A tremor raced the length of his spine, and he grit his teeth against it. He reached into his pocket and pulled out a cigarette. Then a match, which he struck several times before it ignited.
“Put it out!” she commanded sharply. “Put it out!”
He was so startled he shook the flame out immediately and shoved the match into his pocket. But he couldn’t move fast enough to prevent her from reaching up and grabbing a handful of his hair, yanking it until he yelped, until she pulled his head down close.
“Are you going to marry me?” she demanded, her breath ice on his lips.
“Judy—”
She took her free hand and ran it gently across his stomach. “Now is the time to decide, Douglas.” She leaned into him, and he could smell the must from her living room, could feel her moving beneath him on the rough, hard carpet. “You promise to marry me and I’ll protect you.” S
he kissed him, grinding her mouth against his until his teeth threatened to cut through his lips. A moment later she pulled away, chest rising, falling, perspiration on her brow. “And if you don’t, there’s nothing I can do to prevent him from making sure you don’t come back. You’ll be dead, Douglas. You’ll be dead, and buried.”
It was ludicrous, and terrifying, and he couldn’t help it—he started to laugh.
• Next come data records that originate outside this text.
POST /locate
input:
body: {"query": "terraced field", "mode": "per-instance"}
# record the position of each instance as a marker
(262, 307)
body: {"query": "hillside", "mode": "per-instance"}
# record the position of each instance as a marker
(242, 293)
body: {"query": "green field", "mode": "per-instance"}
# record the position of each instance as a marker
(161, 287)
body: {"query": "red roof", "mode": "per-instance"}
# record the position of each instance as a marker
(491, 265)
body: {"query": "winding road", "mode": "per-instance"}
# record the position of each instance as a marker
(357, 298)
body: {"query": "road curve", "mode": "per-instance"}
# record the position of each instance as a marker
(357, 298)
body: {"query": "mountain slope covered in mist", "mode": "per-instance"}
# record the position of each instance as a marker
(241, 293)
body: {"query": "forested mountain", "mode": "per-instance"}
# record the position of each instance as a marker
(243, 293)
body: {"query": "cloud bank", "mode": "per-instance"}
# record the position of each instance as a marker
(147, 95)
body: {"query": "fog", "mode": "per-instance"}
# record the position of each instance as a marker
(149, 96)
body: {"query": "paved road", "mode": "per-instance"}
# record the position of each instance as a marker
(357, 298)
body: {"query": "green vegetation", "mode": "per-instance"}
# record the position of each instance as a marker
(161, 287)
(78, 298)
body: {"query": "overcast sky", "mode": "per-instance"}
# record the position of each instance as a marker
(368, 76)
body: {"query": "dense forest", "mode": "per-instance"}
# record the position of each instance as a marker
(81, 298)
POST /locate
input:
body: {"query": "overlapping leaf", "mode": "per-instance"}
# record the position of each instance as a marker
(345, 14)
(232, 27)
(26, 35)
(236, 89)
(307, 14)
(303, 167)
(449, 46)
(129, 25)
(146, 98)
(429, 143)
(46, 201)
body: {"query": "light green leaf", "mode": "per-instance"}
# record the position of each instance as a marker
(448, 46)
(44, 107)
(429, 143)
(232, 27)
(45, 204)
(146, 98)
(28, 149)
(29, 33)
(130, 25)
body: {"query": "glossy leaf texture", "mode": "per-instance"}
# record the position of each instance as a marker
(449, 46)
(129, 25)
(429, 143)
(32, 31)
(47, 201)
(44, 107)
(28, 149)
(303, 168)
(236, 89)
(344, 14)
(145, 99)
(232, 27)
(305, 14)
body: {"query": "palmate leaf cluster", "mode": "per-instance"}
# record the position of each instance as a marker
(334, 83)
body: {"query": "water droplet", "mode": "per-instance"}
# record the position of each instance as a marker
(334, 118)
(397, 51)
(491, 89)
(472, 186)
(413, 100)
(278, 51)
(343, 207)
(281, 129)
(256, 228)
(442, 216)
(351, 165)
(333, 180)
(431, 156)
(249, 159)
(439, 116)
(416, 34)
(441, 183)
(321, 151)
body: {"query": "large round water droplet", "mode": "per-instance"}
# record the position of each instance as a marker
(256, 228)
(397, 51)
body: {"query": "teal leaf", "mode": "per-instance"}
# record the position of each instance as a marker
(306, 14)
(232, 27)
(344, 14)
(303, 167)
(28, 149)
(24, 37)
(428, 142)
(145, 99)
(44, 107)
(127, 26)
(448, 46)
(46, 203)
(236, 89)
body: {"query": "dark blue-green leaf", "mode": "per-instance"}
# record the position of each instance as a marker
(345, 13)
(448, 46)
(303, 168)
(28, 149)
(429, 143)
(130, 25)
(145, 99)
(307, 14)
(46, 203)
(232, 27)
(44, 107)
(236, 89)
“Damnit, I want to protect you!” she cried. “I do, and you won’t let me!” Then, abruptly, her expression faded to dull resignation. The muscles around her eyes and mouth went slack, and for a moment there was nothing on her face at all.
“Liz Egan.”
He had stalled long enough. Whatever it was he was facing, whatever it was that called itself Judith Lockhart, was of less concern now than finding Liz and getting her out. He started for the stairs, was halfway to the landing when she screamed, “I love you, you goddamned son of a bitch!”
The vehemence and language stopped him like a slap, and turned him to look. She was at the foot of the stairs, a large brass candlestick in her hand. She glared, and in a single whipping motion threw it at his head. He ducked as she raced after it, felt it graze his shoulder before crashing behind him. He snatched it up and spun just as she reached him, and there was nothing he could do but bring it down on her head. On her forehead. Splitting skin, cracking bone, reeling her backward until she fell.
The candlestick dropped from his hand.
The house trembled. A vague distant rumbling more sensed than felt turned him cold as he pulled himself up by the railing.
Judy sat up.
Oh god, he thought; dear god.
She rose easily to her feet, paying no attention to the gap in her skull that exposed the white bone, the grey brain behind.
“Oh Christ, Douglas,” she said sadly. “I wanted to show you I could protect you.”
Then she took a step up, and he could see she was not bleeding.
Dead, Parrish had told him. They were dead, and they were alive through Winterrest’s grace.
And he had made love to the woman, to the thing coming after him up the stairs.